Baghdadi's FBI rap sheet offers little beyond the fact that he is around 42, and was born as Ibrahim Ali al-Badri in the city of Samarrah, which lies on a palm-lined bend in the Tigris north of Baghdad. Abu Bakr al-Baghdadi is a nom de guerre, as is his other name, Abu Duaa, which translates roughly as "Father of the Summons".
Some describe him as a farmer who was arrested by US forces during a mass sweep in 2005 and who then became radicalised at Camp Bucca, where many al-Qaeda commanders were held. Others, though, believe he was a radical even during the largely secular era of Saddam Hussein, and became a prominent al-Qaeda player very shortly after the US invasion.
"This guy was a Salafi [a follower of a fundamentalist brand of Islam], and Saddam's regime would have kept a close eye on him," said Dr Michael Knights, an Iraq expert at the Washington Institute for Near East Policy.
US intelligence reports from 2005 describe him as al-Qaeda's point man in Qaim, a fly-blown town in Iraq's western desert.
"Abu Duaa was connected to the intimidation, torture and murder of local civilians in Qaim," says a Pentagon document. "He would kidnap individuals or entire families, accuse them, pronounce sentence and then publicly execute them."
Why he was deemed fit for release in 2009 is not known. One possible explanation is that he was one of thousands of suspected insurgents granted amnesty as the US began its drawdown in Iraq. Another, though, is that he may actually be several different people. "We either arrested or killed a man of that name about half a dozen times. He is like a wraith who keeps reappearing, and I am not sure where fact and fiction meet," said Lieutenant General Sir Graeme Lamb, a former British special forces commander who helped US efforts against al-Qaeda in Iraq. "There are those who want to promote the idea that this man is invincible, when it may actually be several people using the same nom de guerre."
Al-Qaeda now has its most formidable leadership since Abu Musab al-Zarqawi, the Jordanian who kidnapped the British hostage Ken Bigley and who died in a missile strike in 2006.

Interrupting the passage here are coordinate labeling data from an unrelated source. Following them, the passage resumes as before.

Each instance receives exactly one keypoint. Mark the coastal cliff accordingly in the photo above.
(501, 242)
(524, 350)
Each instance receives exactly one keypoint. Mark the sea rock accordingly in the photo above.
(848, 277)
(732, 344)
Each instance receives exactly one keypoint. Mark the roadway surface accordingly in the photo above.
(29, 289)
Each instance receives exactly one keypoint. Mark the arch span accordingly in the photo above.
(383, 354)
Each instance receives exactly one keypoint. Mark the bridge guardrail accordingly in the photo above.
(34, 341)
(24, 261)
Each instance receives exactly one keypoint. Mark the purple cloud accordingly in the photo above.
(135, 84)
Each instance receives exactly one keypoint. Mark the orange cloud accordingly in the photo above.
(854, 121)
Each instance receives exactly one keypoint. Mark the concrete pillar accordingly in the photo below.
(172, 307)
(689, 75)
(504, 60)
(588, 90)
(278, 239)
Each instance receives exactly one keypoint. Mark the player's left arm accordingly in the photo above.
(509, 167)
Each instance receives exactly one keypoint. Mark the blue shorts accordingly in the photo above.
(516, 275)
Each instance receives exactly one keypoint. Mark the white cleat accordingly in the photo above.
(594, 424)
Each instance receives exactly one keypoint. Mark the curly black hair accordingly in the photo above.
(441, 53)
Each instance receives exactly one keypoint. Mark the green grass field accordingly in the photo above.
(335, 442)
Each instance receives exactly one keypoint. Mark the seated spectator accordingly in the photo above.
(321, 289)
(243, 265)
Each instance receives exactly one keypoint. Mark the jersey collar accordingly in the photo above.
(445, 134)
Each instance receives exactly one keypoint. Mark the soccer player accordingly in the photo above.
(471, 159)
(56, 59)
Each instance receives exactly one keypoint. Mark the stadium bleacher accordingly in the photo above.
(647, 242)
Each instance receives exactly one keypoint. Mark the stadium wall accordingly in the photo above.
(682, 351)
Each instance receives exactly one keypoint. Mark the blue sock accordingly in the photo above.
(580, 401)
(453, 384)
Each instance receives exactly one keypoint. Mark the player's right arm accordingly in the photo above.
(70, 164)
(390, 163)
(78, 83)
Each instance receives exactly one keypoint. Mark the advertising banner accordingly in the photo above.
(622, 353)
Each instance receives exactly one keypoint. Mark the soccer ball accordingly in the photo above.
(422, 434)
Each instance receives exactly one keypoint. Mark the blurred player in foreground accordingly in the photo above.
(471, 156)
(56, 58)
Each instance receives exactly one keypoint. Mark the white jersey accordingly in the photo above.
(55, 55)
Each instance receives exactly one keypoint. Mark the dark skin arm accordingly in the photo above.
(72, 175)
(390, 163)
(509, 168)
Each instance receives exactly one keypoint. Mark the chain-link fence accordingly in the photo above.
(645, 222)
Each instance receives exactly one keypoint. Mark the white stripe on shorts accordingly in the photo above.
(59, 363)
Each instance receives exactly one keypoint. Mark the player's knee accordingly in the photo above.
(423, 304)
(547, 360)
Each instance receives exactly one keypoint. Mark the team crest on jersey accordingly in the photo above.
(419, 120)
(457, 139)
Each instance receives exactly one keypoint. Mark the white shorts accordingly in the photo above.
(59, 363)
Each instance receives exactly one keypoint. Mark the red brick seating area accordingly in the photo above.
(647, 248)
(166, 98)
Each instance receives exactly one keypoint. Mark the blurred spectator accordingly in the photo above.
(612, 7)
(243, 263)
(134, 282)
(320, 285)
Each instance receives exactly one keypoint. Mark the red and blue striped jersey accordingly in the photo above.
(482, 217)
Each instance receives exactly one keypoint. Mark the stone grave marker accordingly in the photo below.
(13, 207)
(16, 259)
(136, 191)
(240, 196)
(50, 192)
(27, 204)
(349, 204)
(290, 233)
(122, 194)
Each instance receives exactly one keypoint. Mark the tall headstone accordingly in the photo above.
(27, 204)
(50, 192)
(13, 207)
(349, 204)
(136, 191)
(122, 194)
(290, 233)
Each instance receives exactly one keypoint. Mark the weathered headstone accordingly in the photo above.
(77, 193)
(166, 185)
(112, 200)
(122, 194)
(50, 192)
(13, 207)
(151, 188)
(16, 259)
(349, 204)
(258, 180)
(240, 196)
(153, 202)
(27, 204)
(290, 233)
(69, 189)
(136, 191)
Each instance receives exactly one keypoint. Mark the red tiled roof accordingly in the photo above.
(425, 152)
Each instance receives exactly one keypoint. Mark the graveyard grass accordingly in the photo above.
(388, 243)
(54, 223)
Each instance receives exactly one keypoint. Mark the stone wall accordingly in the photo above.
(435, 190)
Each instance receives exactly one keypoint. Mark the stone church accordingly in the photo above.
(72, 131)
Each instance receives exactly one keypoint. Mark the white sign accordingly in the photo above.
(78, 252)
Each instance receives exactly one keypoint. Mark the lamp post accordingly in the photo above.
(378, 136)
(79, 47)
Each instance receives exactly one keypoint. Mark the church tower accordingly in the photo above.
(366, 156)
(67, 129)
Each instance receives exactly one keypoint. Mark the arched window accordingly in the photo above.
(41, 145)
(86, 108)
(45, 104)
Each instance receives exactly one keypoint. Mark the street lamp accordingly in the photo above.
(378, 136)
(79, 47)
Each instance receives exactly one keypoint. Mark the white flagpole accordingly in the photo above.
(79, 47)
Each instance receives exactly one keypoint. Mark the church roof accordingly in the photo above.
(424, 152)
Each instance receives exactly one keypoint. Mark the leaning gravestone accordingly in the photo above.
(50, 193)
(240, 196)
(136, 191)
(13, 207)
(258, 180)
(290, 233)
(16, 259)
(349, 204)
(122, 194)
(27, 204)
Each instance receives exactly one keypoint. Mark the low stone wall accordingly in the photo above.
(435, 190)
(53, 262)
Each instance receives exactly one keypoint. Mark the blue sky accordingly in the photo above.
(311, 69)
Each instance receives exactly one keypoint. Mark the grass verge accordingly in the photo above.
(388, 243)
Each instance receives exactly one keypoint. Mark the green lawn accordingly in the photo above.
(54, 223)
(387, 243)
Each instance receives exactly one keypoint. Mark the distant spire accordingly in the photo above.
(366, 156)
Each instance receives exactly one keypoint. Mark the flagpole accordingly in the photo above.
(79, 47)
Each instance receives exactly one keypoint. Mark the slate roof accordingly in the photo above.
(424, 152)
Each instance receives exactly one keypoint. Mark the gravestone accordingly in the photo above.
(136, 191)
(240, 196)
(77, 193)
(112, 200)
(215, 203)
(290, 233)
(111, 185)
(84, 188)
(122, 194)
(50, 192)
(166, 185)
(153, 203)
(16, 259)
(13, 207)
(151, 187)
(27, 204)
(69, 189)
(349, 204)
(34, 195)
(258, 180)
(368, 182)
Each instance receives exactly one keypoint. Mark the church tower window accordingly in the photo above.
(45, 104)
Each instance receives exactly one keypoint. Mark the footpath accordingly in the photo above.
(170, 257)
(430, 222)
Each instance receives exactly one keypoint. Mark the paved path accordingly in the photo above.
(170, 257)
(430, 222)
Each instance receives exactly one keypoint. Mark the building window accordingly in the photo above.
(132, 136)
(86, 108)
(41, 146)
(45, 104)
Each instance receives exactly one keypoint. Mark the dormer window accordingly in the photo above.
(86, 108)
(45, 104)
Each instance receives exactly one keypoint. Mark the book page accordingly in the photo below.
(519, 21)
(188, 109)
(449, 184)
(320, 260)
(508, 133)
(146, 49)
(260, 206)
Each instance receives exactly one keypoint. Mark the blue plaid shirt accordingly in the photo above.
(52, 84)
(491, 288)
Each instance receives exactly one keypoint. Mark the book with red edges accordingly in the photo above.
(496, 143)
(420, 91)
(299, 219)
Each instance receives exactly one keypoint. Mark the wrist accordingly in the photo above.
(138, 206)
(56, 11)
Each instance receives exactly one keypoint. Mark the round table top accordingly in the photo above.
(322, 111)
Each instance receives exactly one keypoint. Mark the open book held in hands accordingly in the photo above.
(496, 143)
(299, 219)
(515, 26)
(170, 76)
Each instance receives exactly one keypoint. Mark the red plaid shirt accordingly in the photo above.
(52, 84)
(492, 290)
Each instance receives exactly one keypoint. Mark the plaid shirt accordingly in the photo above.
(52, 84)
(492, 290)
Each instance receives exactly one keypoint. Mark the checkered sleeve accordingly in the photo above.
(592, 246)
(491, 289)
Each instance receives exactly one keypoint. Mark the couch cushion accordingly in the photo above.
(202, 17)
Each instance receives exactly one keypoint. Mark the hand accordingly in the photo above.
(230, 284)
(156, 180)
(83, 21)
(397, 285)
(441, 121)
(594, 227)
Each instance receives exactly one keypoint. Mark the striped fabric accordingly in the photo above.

When al-Baghdadi was announced as a new leader in 2010 al-Qaeda was seriously on the back foot, not just in Iraq but regionwide. In former strongholds like Fallujah, its fighters had been routed after their brutality sparked a rebellion by local tribes. In Pakistan and Afghanistan, drone strikes were destroying the cream of its senior leadership. And the following year, the onset of the Arab Spring revolutions, with their emphasis on democracy and human rights, made it look simply irrelevant.
Indeed, when bin Laden himself was killed in May 2011, Baghdadi's pledge to revenge his death with 100 terrorist attacks across Iraq looked like little more than bluster. Today, he is already well past that target, thanks to a devastating campaign of car bombings and Mumbai-style killing sprees that has pushed Iraq's death toll back up to around 1000 a month.
His greatest coup so far was to free some of his most loyal supporters during a spectacular jailbreak at Baghdad's Abu Ghraib prison. Last July, a combined assault involving suicide bombers and 50 crack militiamen freed around 1000 prisoners, half of them al-Qaeda members.
Many are believed to have headed to Syria, where they have proved decisive in turning al-Qaeda into the pre-eminent rebel movement in the fight against Assad.
Al-Baghdadi himself is also believed to have relocated there, and last year renamed his group the Islamic State of Iraq and Syria (ISIS), which sees both countries as a single al-Qaeda caliphate. The group has about 7000 fighters in northern Syria, now engaged in fighting other rebel groups.
"Al-Qaeda may be better organised under Baghdadi," said Dr Toby Dodge, an Iraq expert at the London School of Economics. "But as soon they hold territory, their popularity tends to disappear."